We report the feasibility and toxicity profile, and the impact on local control, disease-free survival and overall survival rates of our study which consisted of postoperative concurrent chemoradiotherapy, followed by adjuvant chemotherapy using uracil-tegafur (UFT)/leukovorin (LV) in locally advanced rectal cancer patients.

PATIENTS AND METHODS

Thirty-one patients operated for rectal adenocarcinoma (pT3/4 or N+) were enrolled onto the study. Twenty-three patients were males and 8 females with median age 62 years (range 21-85). Radiotherapy (RT) to the pelvis with conformal technique and individual blocks was delivered within 8 weeks following surgery.
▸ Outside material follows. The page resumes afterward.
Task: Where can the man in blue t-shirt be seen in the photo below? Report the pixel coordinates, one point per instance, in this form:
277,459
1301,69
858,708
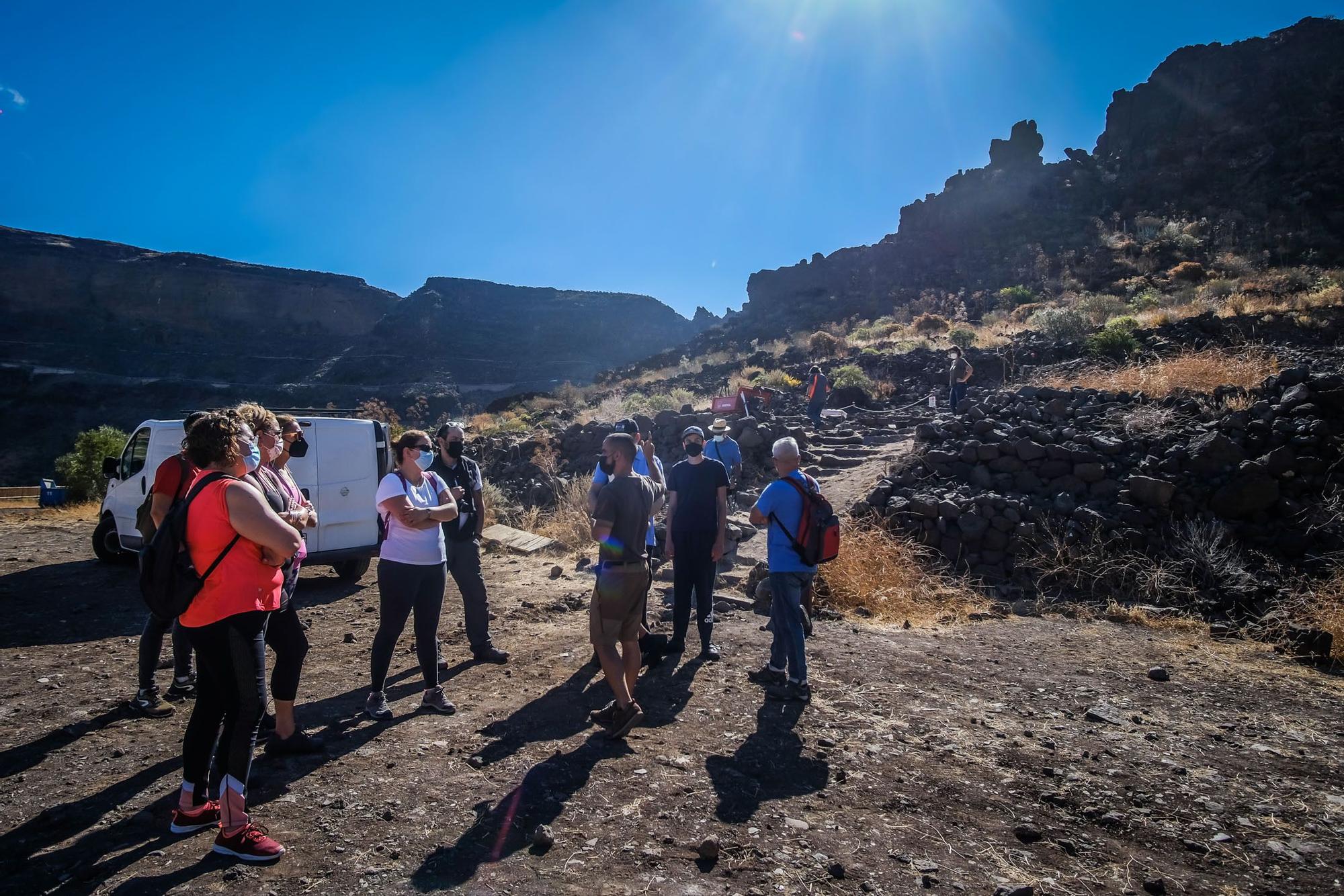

Total RT dose was 50.4 Gy and was given in a conventional single fraction of 1.8 Gy per day. Chemotherapy was administered concomitantly and consisted of UFT (300 mg/m(2)/day) and LV (30 mg/day) during RT-days. Following chemoradiotherapy, chemotherapy alone was administered for 4 cycles in the same dose for 28 days every 35 days.

RESULTS

No lethal toxicity occurred. All patients completed the scheduled RT. Concurrent chemotherapy continued in 22 (70.9%) patients until the end of RT. Seventeen (54.8%) patients completed the whole concurrent chemoradiotherapy and adjuvant chemotherapy as planned. No grade 3-4 stomatitis/mucositis or haematological toxicities were observed during the whole treatment period. During concomitant therapy grade 1-2 toxicities were: nausea/vomiting 60%, dyspepsia/gastric pain 39%, diarrhea 39% and dysuria 10%, whereas grade 3 nausea and diarrhea occurred in 6% and 19%, respectively. Median follow-up was 22 months. Two-year local control, disease-free survival and overall survival rates were 96.3%, 72.3% and 83.2%, respectively.

CONCLUSION

The acute toxicity profile of UFT/LV, local control, disease-free survival and overall survival in the concurrent chemoradiotherapy setting for operated, locally advanced rectal cancer seem comparable with the standard 5-fluorouracil (5-FU)-based therapies.